Alice shakes me. “We have to get out of here — they’re at the gate!”
She stares down at Smitty, seeing his leg. “Oh, sugarama.” Her bottom
lip starts to tremble.
“Leave me!” Smitty commands us. “Go!”
“Enough with the Martyrdom!” I scream at him. “Get on your feet
and get moving!” The tears are running down my face.
“They got me, Bobby. I’m going to turn!”
“Grow a pair!” I clutch his arm and hoist him to his knees. “We’re
doing this together.” I give him my utmost hard-boiled look. “And if you
turn, I’ll go apeshit on your ass.”
“Me, too, you flippin’ wuss,” sobs Alice.
“Count me in!” shouts Pete. “With knobs on!”

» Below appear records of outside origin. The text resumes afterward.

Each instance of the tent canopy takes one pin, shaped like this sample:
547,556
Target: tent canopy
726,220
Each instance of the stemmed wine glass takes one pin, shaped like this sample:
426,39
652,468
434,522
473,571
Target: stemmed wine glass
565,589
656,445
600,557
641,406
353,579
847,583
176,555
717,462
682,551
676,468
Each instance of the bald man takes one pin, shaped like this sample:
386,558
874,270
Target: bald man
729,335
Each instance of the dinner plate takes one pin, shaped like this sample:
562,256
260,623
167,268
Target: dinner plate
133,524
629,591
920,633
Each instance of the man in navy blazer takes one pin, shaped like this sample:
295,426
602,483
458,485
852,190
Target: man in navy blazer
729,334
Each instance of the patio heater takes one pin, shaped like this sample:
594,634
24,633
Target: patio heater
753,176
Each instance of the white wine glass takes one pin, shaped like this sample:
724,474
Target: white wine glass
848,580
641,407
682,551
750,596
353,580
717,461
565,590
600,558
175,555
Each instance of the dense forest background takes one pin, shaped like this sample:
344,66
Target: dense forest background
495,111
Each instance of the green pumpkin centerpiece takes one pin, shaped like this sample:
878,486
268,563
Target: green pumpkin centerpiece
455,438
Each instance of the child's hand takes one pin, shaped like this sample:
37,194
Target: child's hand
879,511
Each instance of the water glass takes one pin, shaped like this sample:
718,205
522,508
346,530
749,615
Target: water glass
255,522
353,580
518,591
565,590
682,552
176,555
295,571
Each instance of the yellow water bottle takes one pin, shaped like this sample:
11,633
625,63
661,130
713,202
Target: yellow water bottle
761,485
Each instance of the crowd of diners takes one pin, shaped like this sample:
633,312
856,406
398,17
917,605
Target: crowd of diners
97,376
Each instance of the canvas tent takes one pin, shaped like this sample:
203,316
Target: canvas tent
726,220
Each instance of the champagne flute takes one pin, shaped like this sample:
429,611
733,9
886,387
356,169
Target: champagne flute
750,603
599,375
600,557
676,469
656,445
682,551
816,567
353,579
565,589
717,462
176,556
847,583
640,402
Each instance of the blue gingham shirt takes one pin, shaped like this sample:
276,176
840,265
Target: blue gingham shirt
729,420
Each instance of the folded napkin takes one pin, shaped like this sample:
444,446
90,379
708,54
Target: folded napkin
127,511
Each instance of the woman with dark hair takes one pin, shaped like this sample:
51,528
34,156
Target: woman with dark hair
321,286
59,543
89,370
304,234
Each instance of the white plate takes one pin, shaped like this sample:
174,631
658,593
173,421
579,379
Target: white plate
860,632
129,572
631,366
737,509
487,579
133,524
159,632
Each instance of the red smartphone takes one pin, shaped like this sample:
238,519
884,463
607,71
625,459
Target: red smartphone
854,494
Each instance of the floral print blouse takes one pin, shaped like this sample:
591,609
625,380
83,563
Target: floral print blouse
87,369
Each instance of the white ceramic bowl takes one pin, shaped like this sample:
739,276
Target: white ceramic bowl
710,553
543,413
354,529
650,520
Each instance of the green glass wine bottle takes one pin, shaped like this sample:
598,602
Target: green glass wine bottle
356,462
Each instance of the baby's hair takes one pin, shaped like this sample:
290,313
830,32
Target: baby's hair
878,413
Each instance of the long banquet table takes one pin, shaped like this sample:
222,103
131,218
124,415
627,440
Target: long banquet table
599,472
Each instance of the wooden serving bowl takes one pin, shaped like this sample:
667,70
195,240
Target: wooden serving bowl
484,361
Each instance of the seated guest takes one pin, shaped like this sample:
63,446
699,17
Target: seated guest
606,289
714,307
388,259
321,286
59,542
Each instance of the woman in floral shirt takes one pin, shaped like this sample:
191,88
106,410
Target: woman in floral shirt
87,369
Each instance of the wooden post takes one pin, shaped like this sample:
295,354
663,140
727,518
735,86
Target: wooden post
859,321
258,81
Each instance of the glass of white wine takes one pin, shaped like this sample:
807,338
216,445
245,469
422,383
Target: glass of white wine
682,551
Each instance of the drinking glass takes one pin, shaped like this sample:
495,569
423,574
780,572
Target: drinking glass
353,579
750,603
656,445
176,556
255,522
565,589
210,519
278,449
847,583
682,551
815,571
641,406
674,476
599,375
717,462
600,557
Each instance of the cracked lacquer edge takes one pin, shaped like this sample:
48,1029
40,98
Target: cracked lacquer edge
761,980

“You’re all such total lamers,” Smitty snickers, in spite of the shakes
wracking his body. “Why did I have to get stuck with you?” He may be
freezing to death, but he’s not turning yet — he wouldn’t dare. He tries to stand but cries out in pain and falls back, his body arching against the ground.
I look up at my mother. “Help me move him!”
Her face is glacial. “Leave him.”
I stare at her.
“He’s been bitten, Bobby. You know what will happen.”
“Help me help him!” I shout at her, thinking frantically. Alice and I
will not be able to take Pete and Smitty far without help. “He’s fine!”
“He’s infected.” She refuses to look at him.
“I hate you.” The anger fuels my attempts to get Smitty on his feet.
But Smitty’s not helping.
“Listen to your ma, Bob.” His eyes narrow. “We haven’t got this far
only to have it all go FUBAR now. Scram.”
I feel the panic building, like an old wound freshly exposed. I turn on
my mother.
“I’m so dumb, aren’t I? Why would I expect you to care about Smitty?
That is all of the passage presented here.